Amazon Redshift is a totally managed service for information lakes, information analytics, and information warehouses for startups, medium enterprises, and huge enterprises. Amazon Redshift is utilized by tens of hundreds of companies across the globe for modernizing their information analytics platform.

Greenplum is an open-source, massively parallel database used for analytics, largely for on-premises infrastructure. Greenplum relies on the PostgreSQL database engine.

Many shoppers have discovered migration to Amazon Redshift from Greenplum a horny possibility as an alternative of managing on-premises Greenplum for the next causes:

Regardless that each Greenplum and Amazon Redshift use the open-source PostgreSQL database engine, migration nonetheless requires plenty of planning and guide intervention. This publish covers the important thing features and concerns whereas performing code conversion from Greenplum to Amazon Redshift. It’s targeted on the migration of procedures, features, and views.

Resolution overview

AWS Database Migration Service (AWS DMS) and the AWS Schema Conversion Software (AWS SCT) can migrate a lot of the objects in a heterogeneous database migration from Greenplum to Amazon Redshift. However there are some conditions the place code conversion groups encounter errors and warnings for views, procedures, and features whereas creating them in Amazon Redshift. To deal with the sort of scenario, guide conversion of the code is required.

The posts focuses on the right way to deal with the next whereas migrating from Greenplum to Amazon Redshift:

  • Arrays
  • Dates and timestamps
  • Common expressions (regex)

Please notice that for this publish, we use Greenplum 4.3 and Amazon Redshift PostgreSQL 8.2.

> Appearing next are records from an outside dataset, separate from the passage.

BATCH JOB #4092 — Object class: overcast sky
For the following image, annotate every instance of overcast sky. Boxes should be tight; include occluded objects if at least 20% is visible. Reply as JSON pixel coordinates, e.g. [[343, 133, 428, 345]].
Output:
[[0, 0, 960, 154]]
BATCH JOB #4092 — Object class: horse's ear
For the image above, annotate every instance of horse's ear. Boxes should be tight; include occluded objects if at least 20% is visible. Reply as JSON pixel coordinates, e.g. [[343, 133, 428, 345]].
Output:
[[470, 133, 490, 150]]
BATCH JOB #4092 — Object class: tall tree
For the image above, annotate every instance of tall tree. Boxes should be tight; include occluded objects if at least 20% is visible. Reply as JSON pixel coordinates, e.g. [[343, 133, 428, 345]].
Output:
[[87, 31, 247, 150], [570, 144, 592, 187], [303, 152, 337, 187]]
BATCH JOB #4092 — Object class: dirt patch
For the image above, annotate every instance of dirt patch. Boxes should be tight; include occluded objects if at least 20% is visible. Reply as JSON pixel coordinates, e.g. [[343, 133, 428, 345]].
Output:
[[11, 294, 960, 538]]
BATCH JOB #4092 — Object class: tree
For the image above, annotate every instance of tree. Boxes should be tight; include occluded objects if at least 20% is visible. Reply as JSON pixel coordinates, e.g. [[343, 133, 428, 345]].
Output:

Working with array features

The AWS SCT doesn’t convert array features whereas migrating from Greenplum or PostgreSQL to Amazon Redshift. Builders have to extensively convert these features manually. This publish outlines the most typical array features:

  • ARRAY_UPPER
  • JSON_EXTACT_ARRAY_ELEMENT_TEXT and JSON_ARRAY_LENGTH
  • UNNEST ()
  • STRING_AGG()
  • ANY ARRAY()

ARRAY_UPPER()

This operate returns the higher certain of an array. It may be used to extract the nth component from an array in PostgreSQL or Greenplum.

The Greenplum code is as follows:

With temp1 as
(
Choose 'John' as FirstName, 'Smith' as LastName ,
array['"111-222-3333"','"101-201-3001"','"XXX-YYY-ZZZZ"','NULL'] as PhoneNumbers
union all
Choose 'Bob' as FirstName, 'Haris' as LastName ,
array['222-333-4444','201-301-4001','AAA-BBB-CCCC'] as PhoneNumbers
union all
Choose 'Mary' as FirstName, 'Jane' as LastName ,
array['333-444-5555','301-401-3001','DDD-EEE-FFFF'] as PhoneNumbers
)
Choose Firstname, PhoneNumbers[ARRAY_UPPER(PhoneNumbers,1)]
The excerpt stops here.